Человек с поврежденной ногой, которого привезли с фермы в воскресенье, показался Кэрол знакомым. Он сидел в качалке, в глубине дровяного фургона, и его бледное лицо было искажено болью, которую усиливала тряска от езды. Больная нога была вытянута и лежала на покрытом попоной ящике из-под крахмала. Невзрачная, но бодрая фермерша правила лошадью и помогла Кенникоту ввести ковылявшего мужа в дом.
— Хэлвор Нельсон хватил себя топором по ноге: изрядная рана, — сказал Кенникот.
Кэрол убежала в другой конец комнаты и по-детски разволновалась, когда ее послали за полотенцем и тазом воды. Кенникот усадил фермера на стул и сказал:
— Ну вот и хорошо, Хэлвор! Не пройдет и месяца, как вы снова будете чинить заборы и тянуть водку!
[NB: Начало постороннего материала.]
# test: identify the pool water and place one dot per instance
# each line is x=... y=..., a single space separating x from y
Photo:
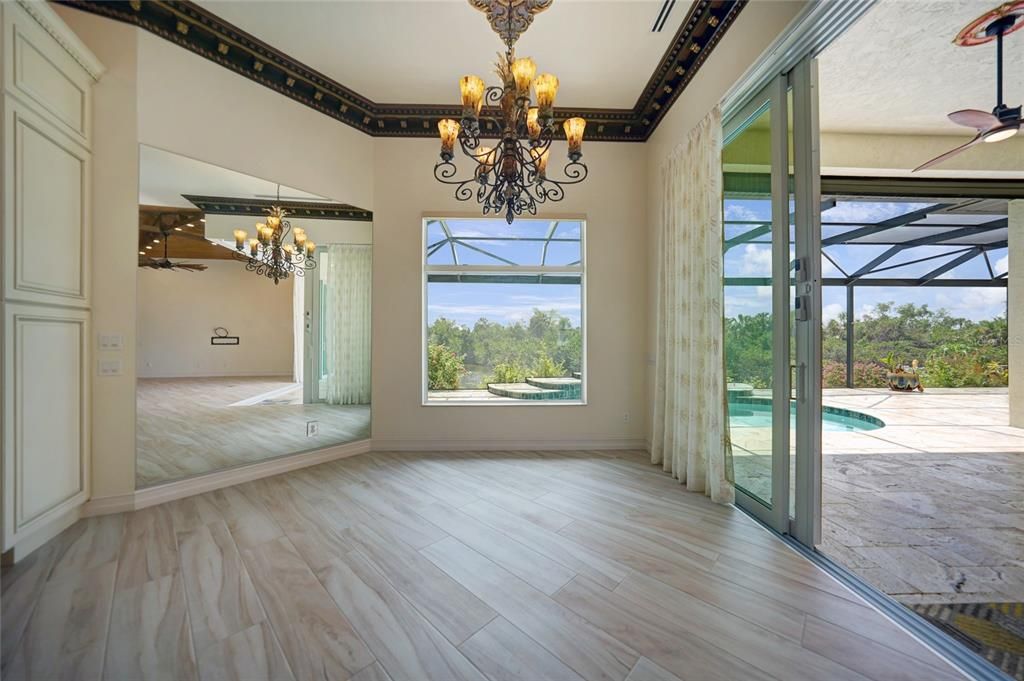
x=758 y=415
Жена его с равнодушным выражением лица сидела на диване. Мужская кожаная куртка, из-под которой выглядывали какие-то кофты, делала ее неуклюжей. Шелковая с цветочками косынка сползала на морщинистую шею. Белые шерстяные перчатки лежали на коленях.
Кенникот стащил с пораненной ноги толстый красный «немецкий» носок, потом бесконечное множество других, из серой и белой шерсти, и, наконец, намотанный спиралью бинт. Нога была нездорового, мертвенно-белого цвета, с черными примятыми волосками, и на ней вздувшаяся багровая полоса. Кэрол содрогнулась. Это уже не было человеческой плотью, розовым сверкающим атласом, воспеваемым влюбленными поэтами.
Кенникот осмотрел рану, улыбнулся Хэлвору и его жене и протянул:
— Как это вас угораздило? Лучше и нарочно не сделать!